Characterizing quantum processors using discrete time crystals
Victoria Zhang, Paul D. Nation

TL;DR
This paper introduces a novel method using discrete time crystals to evaluate quantum processor performance, revealing variability across devices and layouts, and emphasizing the importance of full-device interrogation for accurate benchmarking.
Contribution
The authors develop a platform-agnostic, scalable benchmarking technique based on discrete time crystals that captures true quantum processor performance and identifies weak regions at the qubit level.
Findings
Significant variability in scores across different quantum processors.
Full-device interrogation provides more accurate performance assessment.

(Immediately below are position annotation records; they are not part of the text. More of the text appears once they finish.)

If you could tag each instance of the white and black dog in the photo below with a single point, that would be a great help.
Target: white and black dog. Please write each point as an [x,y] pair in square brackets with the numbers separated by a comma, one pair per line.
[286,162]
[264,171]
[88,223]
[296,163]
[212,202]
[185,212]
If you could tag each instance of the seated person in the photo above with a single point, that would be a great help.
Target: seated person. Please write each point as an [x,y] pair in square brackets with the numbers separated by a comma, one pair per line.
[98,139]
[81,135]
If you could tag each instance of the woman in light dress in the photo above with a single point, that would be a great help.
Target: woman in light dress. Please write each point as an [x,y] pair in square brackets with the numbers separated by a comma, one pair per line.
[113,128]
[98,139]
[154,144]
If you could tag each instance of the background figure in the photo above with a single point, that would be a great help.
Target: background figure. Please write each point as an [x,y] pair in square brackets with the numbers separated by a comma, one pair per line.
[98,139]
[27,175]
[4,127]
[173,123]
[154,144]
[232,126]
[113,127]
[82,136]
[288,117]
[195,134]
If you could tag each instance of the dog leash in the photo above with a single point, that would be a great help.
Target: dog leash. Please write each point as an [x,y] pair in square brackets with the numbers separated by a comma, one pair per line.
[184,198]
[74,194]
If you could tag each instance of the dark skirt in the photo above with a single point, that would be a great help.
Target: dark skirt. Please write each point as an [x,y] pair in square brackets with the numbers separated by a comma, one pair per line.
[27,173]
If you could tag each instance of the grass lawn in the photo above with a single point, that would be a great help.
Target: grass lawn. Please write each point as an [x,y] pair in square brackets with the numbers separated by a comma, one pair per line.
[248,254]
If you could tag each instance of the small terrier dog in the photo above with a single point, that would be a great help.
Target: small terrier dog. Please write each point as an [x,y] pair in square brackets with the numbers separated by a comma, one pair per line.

Infrequent benchmarks may not reflect real-world capabilities.
Abstract
We present a method for characterizing the performance of noisy quantum processors using discrete time crystals. Deviations from ideal persistent oscillatory behavior give rise to numerical scores by which relative quantum processor capabilities can be measured. We construct small sets of qubit layouts that cover the full topology of a target system, and execute our metric over these sets on a wide range of IBM Quantum processors. We show that there is a large variability in scores, not only across multiple processors, but between different circuit layouts over individual devices. The stability of results is also examined. Our results suggest that capturing the true performance characteristics of a quantum system requires interrogation over the full device, rather than isolated subgraphs. Moreover, the disagreement between our results and other metrics indicates that benchmarks computed…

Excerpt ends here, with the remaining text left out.